Risklists

Introduction¶

The RisklistMgr class of the risklists module allows you to fetch risklists. A risklist is a file that contains a list of indicators with different levels of maliciousness. These risklists are often used as correlation files in SIEM tools.

In Recorded Future, the concept of a "default" risklist means a risklist with usually up to 100,000 indicators with a score from 65 and above.

See the API Reference for internal details of the module.

Notes¶

The fetch_risklist method returns a generator object. If it needs to be saved to a file, you should transform it to a list first.
Even though there are CSV-based risklists, PSEngine converts them to JSON.
With this module, fetching custom risklists is possible if any has been built for your enterprise.

Examples¶

Warning

The following examples demonstrate how to use this module. Be sure to add appropriate error handling as needed; all possible errors for each method or function are listed in the API Reference page.

Additionally, you must configure the RF_TOKEN environment variable before getting started. For instructions, see Learn.

1: Fetch and save the default domain risklist as JSON¶

In this example, we fetch the risklist with the fetch_risklist method, giving the arguments of default for the type of risklist and domain for the type of indicator. Since the file is converted by PSEngine into a JSON-like structure, we can convert the generator to a list and then save it to a file with json.dumps.

import json
from pathlib import Path

from psengine.risklists import RisklistMgr

OUTPUT_DIR = Path.cwd() / 'risklists'
OUTPUT_DIR.mkdir(exist_ok=True)


mgr = RisklistMgr()

risklist = list(mgr.fetch_risklist('default', 'domain'))

out_file = OUTPUT_DIR / 'default_domain_risklist.json'
out_file.write_text(json.dumps(risklist, indent=4))

After executing the script, you should have a file called default_domain_risklist.json in the risklists directory. However, you will see the content of the EvidenceDetails block is a JSON-like string.

To have a complete JSON, we can use the validate argument of the fetch_risklist method to:

Validate that each entry of the risklist respects a model
Dump the validated model with the fields we need

In the code below, we are performing the same operations but passing the DefaultRiskList object (a pydantic model) to fetch_risklist, and saving the results to a file.

What will happen is that while the risklist is converted to JSON, it also gets validated.

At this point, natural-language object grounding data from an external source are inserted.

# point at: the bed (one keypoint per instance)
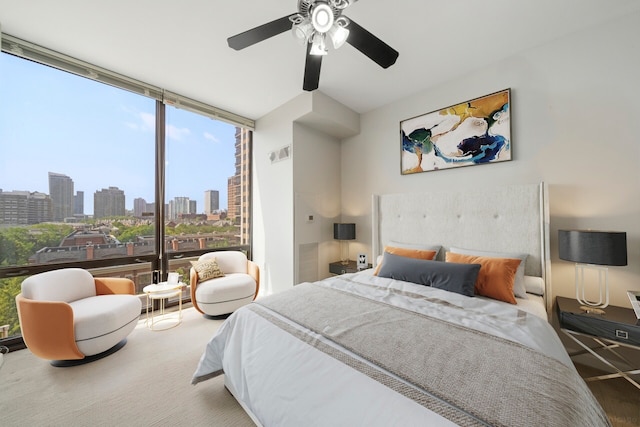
(379, 348)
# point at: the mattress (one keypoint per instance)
(285, 373)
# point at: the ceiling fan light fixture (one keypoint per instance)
(303, 31)
(322, 17)
(318, 46)
(338, 34)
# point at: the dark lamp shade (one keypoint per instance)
(593, 247)
(344, 231)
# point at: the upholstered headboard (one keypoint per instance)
(503, 219)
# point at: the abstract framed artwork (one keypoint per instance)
(470, 133)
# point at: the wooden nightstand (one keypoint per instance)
(617, 327)
(339, 268)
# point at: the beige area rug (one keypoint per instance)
(146, 383)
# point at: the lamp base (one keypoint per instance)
(592, 310)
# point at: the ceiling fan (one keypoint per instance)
(317, 23)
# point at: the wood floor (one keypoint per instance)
(619, 398)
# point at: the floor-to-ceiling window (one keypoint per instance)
(105, 173)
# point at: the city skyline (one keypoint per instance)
(101, 137)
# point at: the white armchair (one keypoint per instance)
(69, 317)
(235, 284)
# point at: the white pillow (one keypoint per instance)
(534, 285)
(519, 289)
(420, 246)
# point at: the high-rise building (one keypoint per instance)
(180, 206)
(239, 207)
(61, 192)
(139, 207)
(78, 203)
(24, 207)
(108, 202)
(211, 201)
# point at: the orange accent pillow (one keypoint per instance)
(496, 277)
(408, 253)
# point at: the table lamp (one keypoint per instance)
(593, 249)
(344, 232)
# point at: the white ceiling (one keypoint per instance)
(180, 45)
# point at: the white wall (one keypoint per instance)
(317, 182)
(575, 106)
(308, 183)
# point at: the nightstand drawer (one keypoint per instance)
(617, 324)
(600, 328)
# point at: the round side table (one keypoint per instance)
(163, 291)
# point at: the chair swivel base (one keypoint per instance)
(88, 359)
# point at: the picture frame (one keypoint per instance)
(469, 133)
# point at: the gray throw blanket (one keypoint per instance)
(469, 377)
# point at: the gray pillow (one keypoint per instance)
(452, 277)
(519, 289)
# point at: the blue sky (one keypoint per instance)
(100, 136)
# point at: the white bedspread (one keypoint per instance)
(283, 381)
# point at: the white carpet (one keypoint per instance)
(146, 383)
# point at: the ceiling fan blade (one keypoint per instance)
(311, 70)
(380, 52)
(258, 34)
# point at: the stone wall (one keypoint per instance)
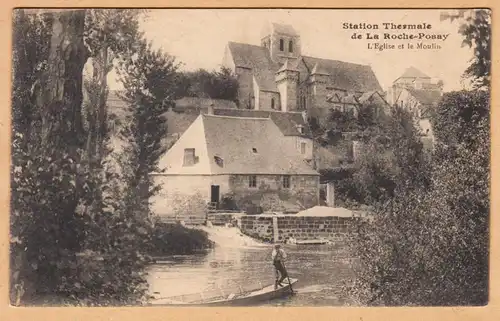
(245, 87)
(331, 228)
(272, 196)
(219, 218)
(265, 100)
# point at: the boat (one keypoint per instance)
(234, 297)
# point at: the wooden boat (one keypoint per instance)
(240, 297)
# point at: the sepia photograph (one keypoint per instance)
(250, 157)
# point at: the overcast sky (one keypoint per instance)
(197, 37)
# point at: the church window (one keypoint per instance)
(252, 181)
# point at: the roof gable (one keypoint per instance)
(372, 97)
(413, 72)
(238, 145)
(345, 75)
(193, 137)
(204, 102)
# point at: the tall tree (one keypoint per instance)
(46, 183)
(149, 79)
(475, 27)
(109, 33)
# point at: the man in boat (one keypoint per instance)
(279, 257)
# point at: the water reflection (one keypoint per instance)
(320, 270)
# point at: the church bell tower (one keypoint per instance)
(282, 41)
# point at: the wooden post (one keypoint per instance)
(275, 229)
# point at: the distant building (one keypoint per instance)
(276, 76)
(248, 158)
(416, 92)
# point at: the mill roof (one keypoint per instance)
(243, 146)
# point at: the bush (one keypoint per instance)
(228, 203)
(175, 239)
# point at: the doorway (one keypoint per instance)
(215, 194)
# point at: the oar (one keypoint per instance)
(288, 276)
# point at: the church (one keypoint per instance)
(276, 76)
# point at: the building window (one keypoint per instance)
(189, 157)
(252, 181)
(286, 181)
(219, 161)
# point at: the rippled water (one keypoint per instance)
(319, 268)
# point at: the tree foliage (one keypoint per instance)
(475, 27)
(71, 235)
(221, 84)
(429, 244)
(437, 250)
(148, 77)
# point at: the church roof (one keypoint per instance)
(413, 72)
(350, 99)
(244, 147)
(257, 59)
(345, 75)
(425, 97)
(288, 65)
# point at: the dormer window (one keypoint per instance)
(219, 161)
(190, 157)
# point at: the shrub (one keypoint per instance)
(175, 239)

The DefaultRiskList model is already present in PSEngine, but a custom model can be used as well; see Example 2.

import json
from pathlib import Path

from psengine.risklists import RisklistMgr
from psengine.risklists.models import DefaultRiskList

OUTPUT_DIR = Path.cwd() / 'risklists'
OUTPUT_DIR.mkdir(exist_ok=True)

mgr = RisklistMgr()

risklist = list(
    mgr.fetch_risklist(
        'default', 'domain', validate=DefaultRiskList
    )
)

out_file = (
    OUTPUT_DIR / 'default_domain_risklist_validated.json'
)
out_file.write_text(
    json.dumps(
        [entry.json() for entry in risklist], indent=4
    )
)

2: Fetch and save a custom risklist as JSON and perform validation¶

In this example, we assume that we want to build a script that ingests the Threat Actor–related indicators from the Recorded Future risklist ta_ip_risklist_v2.csv.

The risklist has the following headers:

Name,
Risk,
RiskString,
EvidenceDetails,
Sources,
ThreatActorIDs,
ThreatActorNames,
ThreatActorAliases,
ThreatActorCategories,
ThreatActorNotes,
IndicatorNotes

We want to validate and save the risklist without the EvidenceDetails, Sources, and the related notes fields. These fields have been excluded only for the sake of making the example shorter.

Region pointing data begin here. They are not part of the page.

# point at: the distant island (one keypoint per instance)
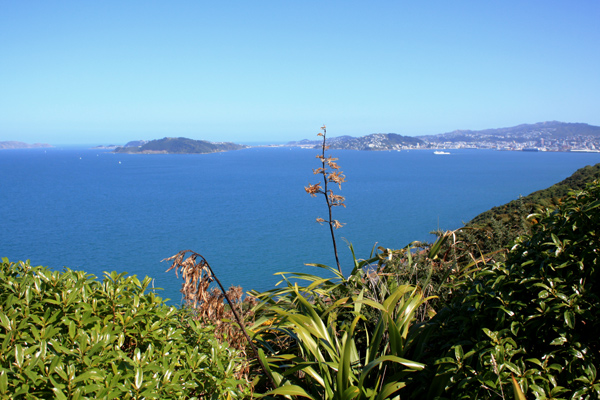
(543, 136)
(177, 146)
(21, 145)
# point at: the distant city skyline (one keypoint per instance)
(272, 72)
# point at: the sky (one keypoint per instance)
(108, 72)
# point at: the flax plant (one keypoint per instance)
(331, 174)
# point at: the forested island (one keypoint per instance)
(179, 145)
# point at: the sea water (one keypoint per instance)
(245, 211)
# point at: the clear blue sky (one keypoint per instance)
(104, 72)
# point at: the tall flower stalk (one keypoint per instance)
(331, 174)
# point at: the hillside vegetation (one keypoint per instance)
(180, 146)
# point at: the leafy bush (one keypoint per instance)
(68, 335)
(535, 316)
(322, 342)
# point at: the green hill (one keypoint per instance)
(499, 226)
(180, 146)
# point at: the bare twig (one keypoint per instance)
(331, 174)
(198, 275)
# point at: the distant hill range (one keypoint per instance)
(543, 136)
(375, 141)
(21, 145)
(549, 131)
(177, 146)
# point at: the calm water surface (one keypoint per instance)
(245, 211)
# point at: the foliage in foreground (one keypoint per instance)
(329, 339)
(68, 335)
(535, 316)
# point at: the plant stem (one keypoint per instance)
(329, 206)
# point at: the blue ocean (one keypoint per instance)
(245, 211)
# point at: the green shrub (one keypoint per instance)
(535, 316)
(66, 335)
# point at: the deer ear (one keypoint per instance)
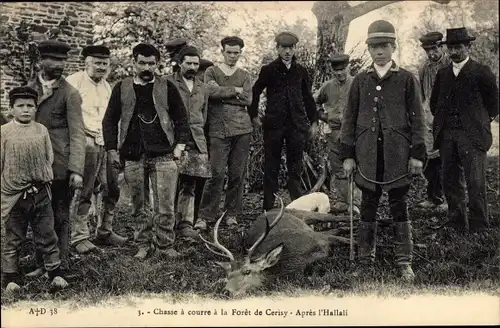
(272, 257)
(225, 265)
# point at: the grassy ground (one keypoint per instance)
(444, 262)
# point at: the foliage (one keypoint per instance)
(122, 25)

This example is a bit longer, but what we are doing is defining the TARisklist model, which inherits from RFBaseModel. In the TARisklist model, we define how the fields should be organized based on the needs of our tool. We could have left the fields untouched, but it is often required to slightly manipulate some of the data for easier ingestion.

The whole data manipulation is done using only pydantic constructs, like BeforeValidator and @field_validator. They transform the data from one shape to another, specifically from a dictionary to a list of dictionaries and from a JSON-like string to a JSON object, respectively.

Once the model is defined, we can fetch the risklist, validate the content, and save it to a file, same as the previous examples.

import json
from pathlib import Path
from typing import Annotated, Union

from psengine.common_models import RFBaseModel
from psengine.risklists import RisklistMgr
from pydantic import BeforeValidator, Field, field_validator

OUTPUT_DIR = Path.cwd() / 'risklists'
OUTPUT_DIR.mkdir(exist_ok=True)


class TADetail(RFBaseModel):
    """Threat actor details."""

    id_: str = Field(alias='id')
    value: Union[list[str], str]


def arrange_data(data) -> list[dict]:
    """Unpacking fields as a list of dictionaries."""
    data = json.loads(data)
    return [{'id': k, 'value': v} for k, v in data.items()]


class TARisklist(RFBaseModel):
    """Custom TA Risklist validator."""

    ioc: str = Field(validation_alias='Name')
    risk_score: int = Field(validation_alias='Risk')
    risk_string: str = Field(validation_alias='RiskString')
    ta_ids: list[str] = Field(
        validation_alias='ThreatActorIDs'
    )
    ta_names: Annotated[
        list[TADetail], BeforeValidator(arrange_data)
    ] = Field(validation_alias='ThreatActorNames')
    ta_aliases: Annotated[
        list[TADetail], BeforeValidator(arrange_data)
    ] = Field(validation_alias='ThreatActorAliases')
    ta_categories: Annotated[
        list[TADetail], BeforeValidator(arrange_data)
    ] = Field(validation_alias='ThreatActorCategories')

    @field_validator('ta_ids', mode='before')
    @classmethod
    def parse_ta_ids(cls, field: str) -> list[str]:
        """ta_ids field from string to list."""
        return json.loads(field)


mgr = RisklistMgr()
risklist = list(
    mgr.fetch_risklist(
        '/public/risklists/ta_ip_risklist_v2.csv',
        validate=TARisklist,
    )
)

out_file = OUTPUT_DIR / 'ta_risklist_ip.json'
out_file.write_text(
    json.dumps(
        [entry.json() for entry in risklist], indent=4
    )
)